# Opinions?? IBRA OR NBHA



## barrelracin13 (Dec 19, 2013)

me and my friend are trying to decide which one to show in next show season, we are in Greeneville tn, and just trying to find the pros and cons of each association and other peoples opinions on which they like or dislike about it and which they prefer! thanks in advance!!!


----------



## jimmyp (Sep 5, 2013)

My wife runs both depending on which is closer to us. she doesnt run for points but is considering it for next year. to be 100% honest its not really the sanctioning body that makes or breaks one of these shows, it is the club/group that does, so If you have pretty good clubs Id say run whats closest, you will see alot of the same faces at each.

Jim


----------



## BarrelRacer23 (Aug 17, 2011)

Will you be joining? Going to State or Finals? IBRA shows are free to run for non members if you just want to show and aren't worried about points or going to state.

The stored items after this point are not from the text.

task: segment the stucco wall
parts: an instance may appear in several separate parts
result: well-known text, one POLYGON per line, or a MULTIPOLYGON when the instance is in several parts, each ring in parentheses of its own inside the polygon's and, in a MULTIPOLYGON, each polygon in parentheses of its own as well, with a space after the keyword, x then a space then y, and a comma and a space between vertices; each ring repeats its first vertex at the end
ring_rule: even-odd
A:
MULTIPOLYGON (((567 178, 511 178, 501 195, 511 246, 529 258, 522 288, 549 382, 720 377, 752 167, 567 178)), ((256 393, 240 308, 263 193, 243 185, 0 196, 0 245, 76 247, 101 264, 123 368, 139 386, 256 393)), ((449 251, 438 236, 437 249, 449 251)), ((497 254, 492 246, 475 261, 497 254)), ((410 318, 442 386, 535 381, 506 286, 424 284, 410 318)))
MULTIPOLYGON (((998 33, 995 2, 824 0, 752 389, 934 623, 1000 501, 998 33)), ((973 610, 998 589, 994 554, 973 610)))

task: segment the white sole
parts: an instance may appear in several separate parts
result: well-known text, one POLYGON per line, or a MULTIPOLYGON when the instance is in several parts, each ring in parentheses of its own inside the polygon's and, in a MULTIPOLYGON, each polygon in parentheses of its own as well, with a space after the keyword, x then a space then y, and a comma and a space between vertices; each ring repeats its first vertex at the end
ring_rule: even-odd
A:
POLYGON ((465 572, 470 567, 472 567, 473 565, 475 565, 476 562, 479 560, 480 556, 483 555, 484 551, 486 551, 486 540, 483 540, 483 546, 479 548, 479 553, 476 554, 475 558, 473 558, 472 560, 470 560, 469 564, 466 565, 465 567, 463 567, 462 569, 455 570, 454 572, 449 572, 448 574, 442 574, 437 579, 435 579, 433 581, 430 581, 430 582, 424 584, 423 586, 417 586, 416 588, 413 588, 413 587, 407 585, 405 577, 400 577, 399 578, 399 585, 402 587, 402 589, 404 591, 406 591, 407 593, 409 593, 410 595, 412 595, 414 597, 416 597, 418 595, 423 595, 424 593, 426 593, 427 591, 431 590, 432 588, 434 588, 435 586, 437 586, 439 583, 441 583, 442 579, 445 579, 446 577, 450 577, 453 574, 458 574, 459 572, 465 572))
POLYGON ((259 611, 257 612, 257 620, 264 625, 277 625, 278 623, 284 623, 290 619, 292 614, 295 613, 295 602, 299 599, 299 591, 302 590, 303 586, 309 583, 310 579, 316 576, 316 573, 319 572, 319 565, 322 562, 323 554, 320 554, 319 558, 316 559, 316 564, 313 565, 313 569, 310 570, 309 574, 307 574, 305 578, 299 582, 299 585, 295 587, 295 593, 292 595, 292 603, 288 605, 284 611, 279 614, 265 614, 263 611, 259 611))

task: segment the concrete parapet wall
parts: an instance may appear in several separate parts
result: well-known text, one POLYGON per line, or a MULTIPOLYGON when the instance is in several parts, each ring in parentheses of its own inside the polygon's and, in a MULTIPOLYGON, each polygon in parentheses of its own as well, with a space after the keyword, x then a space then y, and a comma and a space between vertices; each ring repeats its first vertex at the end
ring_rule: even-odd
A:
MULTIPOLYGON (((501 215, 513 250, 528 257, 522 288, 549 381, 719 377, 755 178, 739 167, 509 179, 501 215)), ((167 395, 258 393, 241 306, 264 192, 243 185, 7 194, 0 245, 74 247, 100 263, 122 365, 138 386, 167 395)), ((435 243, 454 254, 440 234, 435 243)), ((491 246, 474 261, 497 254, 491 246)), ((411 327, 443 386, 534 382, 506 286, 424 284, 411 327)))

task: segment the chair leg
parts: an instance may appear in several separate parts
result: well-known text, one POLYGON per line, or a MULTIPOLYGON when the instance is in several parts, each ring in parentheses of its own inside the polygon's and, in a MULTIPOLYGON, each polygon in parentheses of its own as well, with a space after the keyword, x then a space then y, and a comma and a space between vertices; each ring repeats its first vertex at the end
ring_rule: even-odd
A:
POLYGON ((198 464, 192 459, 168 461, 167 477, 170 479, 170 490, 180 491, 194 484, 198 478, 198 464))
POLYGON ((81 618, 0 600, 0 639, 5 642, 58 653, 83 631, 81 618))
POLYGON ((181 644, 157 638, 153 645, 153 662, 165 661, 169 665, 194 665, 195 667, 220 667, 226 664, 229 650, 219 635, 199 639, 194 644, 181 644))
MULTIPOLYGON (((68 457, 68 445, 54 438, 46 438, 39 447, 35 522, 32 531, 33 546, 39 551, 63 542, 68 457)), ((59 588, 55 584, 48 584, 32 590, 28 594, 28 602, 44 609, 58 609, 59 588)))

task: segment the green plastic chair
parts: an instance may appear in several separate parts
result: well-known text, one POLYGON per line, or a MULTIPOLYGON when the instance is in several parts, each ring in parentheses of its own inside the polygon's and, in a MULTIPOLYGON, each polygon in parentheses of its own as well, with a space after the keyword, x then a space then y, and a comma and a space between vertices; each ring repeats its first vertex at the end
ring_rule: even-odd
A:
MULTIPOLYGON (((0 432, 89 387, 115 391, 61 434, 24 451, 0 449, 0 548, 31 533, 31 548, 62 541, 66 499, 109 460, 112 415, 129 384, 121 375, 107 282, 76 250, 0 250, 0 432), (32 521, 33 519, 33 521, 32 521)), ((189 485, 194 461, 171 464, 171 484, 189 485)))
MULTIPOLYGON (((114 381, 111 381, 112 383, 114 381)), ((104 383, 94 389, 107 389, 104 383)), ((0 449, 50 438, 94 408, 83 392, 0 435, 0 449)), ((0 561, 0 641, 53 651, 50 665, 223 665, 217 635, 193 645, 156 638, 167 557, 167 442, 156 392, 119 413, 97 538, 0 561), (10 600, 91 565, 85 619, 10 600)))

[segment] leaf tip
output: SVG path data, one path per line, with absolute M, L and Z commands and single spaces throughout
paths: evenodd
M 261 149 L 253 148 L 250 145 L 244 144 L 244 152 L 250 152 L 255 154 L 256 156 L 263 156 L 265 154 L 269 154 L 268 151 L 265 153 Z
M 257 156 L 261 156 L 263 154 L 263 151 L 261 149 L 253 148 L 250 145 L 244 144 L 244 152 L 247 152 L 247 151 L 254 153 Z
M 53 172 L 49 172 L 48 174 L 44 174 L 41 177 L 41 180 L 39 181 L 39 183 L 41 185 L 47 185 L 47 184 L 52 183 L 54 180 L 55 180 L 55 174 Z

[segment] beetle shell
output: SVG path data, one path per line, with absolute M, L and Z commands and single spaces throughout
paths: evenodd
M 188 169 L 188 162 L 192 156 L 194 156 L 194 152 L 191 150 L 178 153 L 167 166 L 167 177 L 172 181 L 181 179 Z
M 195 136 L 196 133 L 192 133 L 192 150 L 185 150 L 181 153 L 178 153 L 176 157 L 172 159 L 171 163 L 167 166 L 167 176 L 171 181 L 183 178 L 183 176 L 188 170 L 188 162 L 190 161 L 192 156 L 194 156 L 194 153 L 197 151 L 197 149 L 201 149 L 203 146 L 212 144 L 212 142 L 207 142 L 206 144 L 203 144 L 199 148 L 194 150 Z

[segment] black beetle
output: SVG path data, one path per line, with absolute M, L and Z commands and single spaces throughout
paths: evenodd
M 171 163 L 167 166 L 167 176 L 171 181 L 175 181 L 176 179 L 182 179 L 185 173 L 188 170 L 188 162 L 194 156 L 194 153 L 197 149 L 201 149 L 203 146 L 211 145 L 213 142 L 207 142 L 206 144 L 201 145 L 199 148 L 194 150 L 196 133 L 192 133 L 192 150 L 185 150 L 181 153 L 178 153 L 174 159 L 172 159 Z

NBHA has a $10 non member fee. I run both of them. I like IBRA because it's about the horse and rider as a team earning points, and the shows are normally cheaper. There's more IBRA shows where I am than NBHA, plus the state show and IBRA finals are 45 minutes away from me. NBHA is great with the districts and winning year end awards for each district. You can't really go wrong with either and will likely find most people run both. I suggest getting on the IBRA and NBHA websites and finding out which has more shows near you.
_Posted via Mobile Device_


----------